Introduction
I previously wrote a blog post about strategies for reading flat-files (fixed-format, un-delimited ASCII files) to get the flat-file data ready for Tableau analysis. That post was written before I became an Alteryx user.
Alteryx has now completely annihilated my previous work methods by providing far superior workflows that not only dramatically reduce the amount of time needed to get the job done, but these workflows also give me absolute management of the data content being parsed.
This is a preliminary note. This post was written over several days and originally published before the final results were achieved. Now the post has been completed and the full Alteryx workflow is included at the end of this post.
If you like this article and would like to see more of what I write, please subscribe to my blog by taking 5 seconds to enter your email address below. It is free and it motivates me to continue writing, so thanks!
Background
While working in Alteryx, I recently saw that reading flat files is one of the sample files as shown in Figure 1, so I thought I’d give it a shot to dethrone one of my other high-horsepower tools (www.vedit.com).

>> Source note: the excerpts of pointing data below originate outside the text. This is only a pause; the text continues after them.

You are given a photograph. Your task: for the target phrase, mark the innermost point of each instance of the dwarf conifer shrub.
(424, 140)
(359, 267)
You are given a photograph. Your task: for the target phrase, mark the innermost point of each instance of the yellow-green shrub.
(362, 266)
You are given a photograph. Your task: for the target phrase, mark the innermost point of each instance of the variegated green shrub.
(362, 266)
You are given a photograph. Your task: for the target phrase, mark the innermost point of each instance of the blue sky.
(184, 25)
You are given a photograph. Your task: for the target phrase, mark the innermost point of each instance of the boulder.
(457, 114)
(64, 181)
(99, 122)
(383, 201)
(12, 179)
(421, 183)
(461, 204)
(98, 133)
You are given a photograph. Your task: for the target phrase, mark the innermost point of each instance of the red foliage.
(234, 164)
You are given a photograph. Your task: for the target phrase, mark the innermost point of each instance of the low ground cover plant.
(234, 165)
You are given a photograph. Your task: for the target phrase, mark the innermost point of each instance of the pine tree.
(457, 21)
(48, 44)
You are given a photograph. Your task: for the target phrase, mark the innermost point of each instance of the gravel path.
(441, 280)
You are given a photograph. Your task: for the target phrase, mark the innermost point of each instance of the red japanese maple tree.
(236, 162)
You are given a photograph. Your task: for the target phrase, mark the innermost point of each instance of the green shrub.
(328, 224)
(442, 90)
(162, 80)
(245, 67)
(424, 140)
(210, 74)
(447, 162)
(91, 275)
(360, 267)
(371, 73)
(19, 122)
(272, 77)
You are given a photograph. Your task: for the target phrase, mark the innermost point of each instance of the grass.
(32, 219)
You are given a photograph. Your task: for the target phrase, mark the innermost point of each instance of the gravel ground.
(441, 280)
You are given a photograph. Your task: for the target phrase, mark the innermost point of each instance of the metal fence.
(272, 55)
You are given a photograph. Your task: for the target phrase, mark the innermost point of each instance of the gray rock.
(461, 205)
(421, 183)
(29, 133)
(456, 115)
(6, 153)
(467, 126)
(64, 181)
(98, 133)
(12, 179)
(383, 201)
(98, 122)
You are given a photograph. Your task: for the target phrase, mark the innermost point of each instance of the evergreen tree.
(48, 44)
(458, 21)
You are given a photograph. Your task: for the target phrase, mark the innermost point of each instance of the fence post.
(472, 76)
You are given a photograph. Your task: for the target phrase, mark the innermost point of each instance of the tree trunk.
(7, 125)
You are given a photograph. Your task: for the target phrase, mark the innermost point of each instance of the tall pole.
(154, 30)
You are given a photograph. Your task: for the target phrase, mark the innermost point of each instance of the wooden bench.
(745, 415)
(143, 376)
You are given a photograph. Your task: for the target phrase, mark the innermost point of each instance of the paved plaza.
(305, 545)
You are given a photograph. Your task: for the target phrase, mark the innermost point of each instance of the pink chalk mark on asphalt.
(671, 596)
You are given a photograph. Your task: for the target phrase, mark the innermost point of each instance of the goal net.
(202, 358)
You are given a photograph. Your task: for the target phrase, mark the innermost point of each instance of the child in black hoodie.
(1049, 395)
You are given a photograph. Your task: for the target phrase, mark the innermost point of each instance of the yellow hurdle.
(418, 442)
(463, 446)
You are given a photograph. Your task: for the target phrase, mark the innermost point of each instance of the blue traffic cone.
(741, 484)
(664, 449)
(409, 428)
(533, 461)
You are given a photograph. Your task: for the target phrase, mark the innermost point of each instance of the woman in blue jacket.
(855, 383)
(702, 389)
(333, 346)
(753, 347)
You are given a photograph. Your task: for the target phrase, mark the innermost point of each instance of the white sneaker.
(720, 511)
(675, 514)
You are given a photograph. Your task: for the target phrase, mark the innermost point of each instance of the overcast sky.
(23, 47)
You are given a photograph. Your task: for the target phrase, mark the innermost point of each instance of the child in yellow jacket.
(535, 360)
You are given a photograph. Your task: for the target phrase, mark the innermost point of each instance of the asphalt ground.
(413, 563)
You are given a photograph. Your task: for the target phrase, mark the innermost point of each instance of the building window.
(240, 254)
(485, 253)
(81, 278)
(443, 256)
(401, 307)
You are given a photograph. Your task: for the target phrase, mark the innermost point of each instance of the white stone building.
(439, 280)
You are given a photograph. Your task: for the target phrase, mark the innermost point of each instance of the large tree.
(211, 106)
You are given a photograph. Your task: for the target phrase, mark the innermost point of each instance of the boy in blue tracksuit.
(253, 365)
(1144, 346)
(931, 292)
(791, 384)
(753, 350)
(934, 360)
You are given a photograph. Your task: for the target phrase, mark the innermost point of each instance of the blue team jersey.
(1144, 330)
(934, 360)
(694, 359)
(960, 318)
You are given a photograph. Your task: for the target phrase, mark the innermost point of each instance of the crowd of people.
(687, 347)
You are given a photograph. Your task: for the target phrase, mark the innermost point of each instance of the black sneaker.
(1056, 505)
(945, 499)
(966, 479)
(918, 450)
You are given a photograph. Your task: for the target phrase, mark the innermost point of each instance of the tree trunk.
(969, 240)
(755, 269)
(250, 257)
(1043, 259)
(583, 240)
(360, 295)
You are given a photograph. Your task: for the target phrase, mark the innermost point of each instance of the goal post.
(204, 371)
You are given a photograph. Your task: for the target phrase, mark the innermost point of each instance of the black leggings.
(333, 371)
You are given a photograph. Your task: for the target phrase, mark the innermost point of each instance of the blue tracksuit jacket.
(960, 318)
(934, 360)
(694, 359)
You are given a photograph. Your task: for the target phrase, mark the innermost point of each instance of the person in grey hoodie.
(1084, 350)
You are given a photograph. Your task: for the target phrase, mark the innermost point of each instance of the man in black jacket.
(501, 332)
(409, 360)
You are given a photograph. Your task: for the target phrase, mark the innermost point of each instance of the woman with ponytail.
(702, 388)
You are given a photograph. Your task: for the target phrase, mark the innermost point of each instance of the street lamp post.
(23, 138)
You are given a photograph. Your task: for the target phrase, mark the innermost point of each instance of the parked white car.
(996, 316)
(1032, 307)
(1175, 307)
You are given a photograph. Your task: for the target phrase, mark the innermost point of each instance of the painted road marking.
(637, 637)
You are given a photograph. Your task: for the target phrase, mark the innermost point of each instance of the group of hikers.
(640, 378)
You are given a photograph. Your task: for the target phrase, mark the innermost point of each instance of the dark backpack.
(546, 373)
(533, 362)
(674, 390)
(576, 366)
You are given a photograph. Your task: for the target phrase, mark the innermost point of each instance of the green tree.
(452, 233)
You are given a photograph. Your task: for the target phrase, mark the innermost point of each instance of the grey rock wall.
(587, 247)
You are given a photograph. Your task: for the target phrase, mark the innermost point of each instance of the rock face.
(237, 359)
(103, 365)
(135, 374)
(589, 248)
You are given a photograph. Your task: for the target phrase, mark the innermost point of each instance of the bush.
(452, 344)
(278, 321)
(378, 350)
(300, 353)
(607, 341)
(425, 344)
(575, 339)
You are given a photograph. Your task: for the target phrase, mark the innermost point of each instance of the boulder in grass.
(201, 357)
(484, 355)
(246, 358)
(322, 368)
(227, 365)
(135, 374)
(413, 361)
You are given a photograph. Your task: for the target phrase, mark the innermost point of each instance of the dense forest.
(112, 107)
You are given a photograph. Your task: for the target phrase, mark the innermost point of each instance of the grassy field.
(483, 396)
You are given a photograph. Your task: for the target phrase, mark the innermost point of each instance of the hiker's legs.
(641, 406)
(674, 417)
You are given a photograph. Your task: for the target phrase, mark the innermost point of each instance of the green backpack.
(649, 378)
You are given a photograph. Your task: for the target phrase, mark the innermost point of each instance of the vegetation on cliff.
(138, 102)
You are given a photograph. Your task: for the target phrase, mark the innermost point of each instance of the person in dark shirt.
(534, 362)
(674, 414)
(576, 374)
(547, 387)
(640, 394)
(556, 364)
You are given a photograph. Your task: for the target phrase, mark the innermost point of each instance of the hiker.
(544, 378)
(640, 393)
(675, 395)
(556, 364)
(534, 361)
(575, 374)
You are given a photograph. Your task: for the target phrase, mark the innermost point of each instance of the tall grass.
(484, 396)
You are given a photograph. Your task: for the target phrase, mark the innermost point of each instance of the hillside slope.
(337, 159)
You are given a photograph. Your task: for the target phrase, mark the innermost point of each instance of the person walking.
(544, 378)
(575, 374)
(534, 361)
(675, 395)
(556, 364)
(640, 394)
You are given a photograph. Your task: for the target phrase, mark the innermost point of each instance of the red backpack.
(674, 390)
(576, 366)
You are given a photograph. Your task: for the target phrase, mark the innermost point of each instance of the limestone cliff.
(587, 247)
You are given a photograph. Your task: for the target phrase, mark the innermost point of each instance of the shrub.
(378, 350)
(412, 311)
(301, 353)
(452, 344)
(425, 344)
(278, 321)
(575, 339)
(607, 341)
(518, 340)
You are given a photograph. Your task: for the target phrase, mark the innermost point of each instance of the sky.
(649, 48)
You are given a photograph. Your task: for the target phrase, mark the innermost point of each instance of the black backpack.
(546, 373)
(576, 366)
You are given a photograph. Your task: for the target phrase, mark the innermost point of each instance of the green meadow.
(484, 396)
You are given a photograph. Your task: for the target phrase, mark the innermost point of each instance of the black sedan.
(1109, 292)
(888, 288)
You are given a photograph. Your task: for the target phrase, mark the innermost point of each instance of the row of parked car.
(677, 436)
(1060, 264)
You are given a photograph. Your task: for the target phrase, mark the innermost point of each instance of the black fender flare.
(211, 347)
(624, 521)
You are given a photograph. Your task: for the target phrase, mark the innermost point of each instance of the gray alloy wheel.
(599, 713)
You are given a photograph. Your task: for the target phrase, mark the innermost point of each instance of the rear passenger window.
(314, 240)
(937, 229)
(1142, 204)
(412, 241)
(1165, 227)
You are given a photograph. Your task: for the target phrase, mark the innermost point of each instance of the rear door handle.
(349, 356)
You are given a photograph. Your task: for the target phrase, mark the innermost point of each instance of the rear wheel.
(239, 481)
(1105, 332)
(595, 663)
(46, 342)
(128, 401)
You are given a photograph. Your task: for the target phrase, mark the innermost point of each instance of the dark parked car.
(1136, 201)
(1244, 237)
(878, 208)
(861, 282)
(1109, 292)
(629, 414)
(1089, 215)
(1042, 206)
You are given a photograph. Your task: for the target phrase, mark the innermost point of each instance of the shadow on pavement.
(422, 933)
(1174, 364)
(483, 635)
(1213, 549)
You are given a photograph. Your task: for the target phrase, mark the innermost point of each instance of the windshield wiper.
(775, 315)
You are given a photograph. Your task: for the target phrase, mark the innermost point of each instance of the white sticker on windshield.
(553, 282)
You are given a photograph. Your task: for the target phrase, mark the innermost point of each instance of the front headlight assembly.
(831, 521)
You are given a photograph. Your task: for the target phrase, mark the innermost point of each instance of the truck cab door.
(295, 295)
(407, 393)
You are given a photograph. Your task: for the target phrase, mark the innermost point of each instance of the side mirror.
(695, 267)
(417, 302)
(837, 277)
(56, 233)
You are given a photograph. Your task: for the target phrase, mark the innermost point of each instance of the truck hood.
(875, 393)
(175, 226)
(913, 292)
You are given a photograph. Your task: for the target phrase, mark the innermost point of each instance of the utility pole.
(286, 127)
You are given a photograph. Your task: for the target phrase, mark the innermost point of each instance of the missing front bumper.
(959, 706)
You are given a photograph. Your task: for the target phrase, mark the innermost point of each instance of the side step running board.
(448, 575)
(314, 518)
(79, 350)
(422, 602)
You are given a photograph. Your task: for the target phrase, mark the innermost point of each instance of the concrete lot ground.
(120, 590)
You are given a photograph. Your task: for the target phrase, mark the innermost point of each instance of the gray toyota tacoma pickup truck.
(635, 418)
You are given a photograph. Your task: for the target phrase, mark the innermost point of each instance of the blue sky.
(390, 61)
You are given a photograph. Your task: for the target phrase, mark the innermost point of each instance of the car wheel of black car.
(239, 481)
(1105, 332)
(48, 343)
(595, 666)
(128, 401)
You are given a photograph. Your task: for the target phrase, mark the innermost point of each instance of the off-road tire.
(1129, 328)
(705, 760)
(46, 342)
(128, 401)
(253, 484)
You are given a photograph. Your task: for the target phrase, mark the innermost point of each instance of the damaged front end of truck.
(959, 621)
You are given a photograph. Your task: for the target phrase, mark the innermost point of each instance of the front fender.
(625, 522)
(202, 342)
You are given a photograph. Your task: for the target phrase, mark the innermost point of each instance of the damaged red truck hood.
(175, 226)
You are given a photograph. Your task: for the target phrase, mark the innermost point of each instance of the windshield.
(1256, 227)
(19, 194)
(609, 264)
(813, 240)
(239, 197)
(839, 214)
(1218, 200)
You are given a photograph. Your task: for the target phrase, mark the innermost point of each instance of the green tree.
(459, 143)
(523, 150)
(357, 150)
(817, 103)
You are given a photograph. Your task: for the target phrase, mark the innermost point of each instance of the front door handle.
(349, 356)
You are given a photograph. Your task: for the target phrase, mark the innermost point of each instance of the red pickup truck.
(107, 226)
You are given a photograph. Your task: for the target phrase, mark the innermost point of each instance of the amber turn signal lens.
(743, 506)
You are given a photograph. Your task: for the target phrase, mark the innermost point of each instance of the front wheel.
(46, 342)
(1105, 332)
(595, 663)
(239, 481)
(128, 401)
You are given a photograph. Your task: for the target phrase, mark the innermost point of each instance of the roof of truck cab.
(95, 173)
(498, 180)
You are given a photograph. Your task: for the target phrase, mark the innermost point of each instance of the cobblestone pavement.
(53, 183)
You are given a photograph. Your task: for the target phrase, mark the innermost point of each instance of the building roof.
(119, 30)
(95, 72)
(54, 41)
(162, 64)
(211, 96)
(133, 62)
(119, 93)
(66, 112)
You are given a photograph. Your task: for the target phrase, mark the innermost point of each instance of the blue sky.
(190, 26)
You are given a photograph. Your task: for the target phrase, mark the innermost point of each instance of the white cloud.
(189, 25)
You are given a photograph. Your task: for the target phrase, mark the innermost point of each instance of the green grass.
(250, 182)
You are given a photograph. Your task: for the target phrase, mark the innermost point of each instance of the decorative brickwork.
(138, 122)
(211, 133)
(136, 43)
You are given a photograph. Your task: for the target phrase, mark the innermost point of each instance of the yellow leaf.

This post describes what I did and the truly unbelievable results that I achieved using Alteryx. Before I deliver the goods, however, you have to look at a few technical details.
Methodology
The file I wanted to change from a flat file to a csv file could be considered big by some standards. It originates from the medical field and has 420,962 records, with 503 data fields per record, for a total of 211,743,866 fields.The file is just under 2 gigabytes. Each record is exactly 4800 characters wide. The data types included in this file range from strings, to integers, to floats, to mixed-alpha numerics. It is a hodge-podge of information, but it is a very precise collection of information.
An Excel file is sent along with the flat-file so that any user of the data is able to comprehend what is in the file. The Excel file provides the field definitions, their length, the data type, and a lot of other information. Figure 2 shows a subset of that file with a couple of new columns that I created to be able to parse the file with Alteryx. The fields that I created are shown as the Alteryx Data Type column and the Alteryx column. The last column shown is actually the XML code needed by Alteryx to read a flat file. You have to write that XML code to configure each field that you are going to parse from the flat file. Since I had 503 of those field definitions to write, I took the easy way out and let Excel do the writing for me as described below.
Figure 3 shows the first few records of this *.flat file, which is an XML file that contains the 503 field definitions after extracting them from the last column of the Excel file shown in Figure 2.
Figure 4 shows the Excel formula (a nested if then else block, a few levels deep, shown at top of graphic) that I used to map the “field type” column that is provided with the data set into the “Alteryx Data Types”column. Alteryx allows the following data types to be read from a flat file: Bool, Byte, Int16, Int32, Int64, FixedDecimal, Float, Double, String, V_String. Since Alteryx does not allow dates to be read and since my file has dates included (see fields 7,8 in Fig 2) I decided just to map them as V-Strings and post-process the file after Alteryx finished. How I did that date reformatting operation is described in detail at the end of this post.
Figure 5 shows the Excel formula (a combination of formatting, concatenation and cell references) that I wrote to properly create the XML fields needed by Alteryx in the *.flat file. The formula was copied down for all 503 fields and then cut and pasted into the *.flat file shown previously in Figure 3.
Once the configuration was complete, a workflow similar to the one shown in Figure 1 was executed, with the 2 Gigabyte flat file being loaded and parsed according to the instructions shown in Figure 3.
Results
I did two tests in this experiment to compare Alteryx to Vedit. In my previous blog post regarding reading flat files, I had shown how fast Vedit did the job compared to a custom VB .net program that I wrote. Vedit blew the VB .net program away. In this case, I tested both Alteryx and Vedit in a head-to-head comparison of parsing every field from every record, or all 211 million pieces of data.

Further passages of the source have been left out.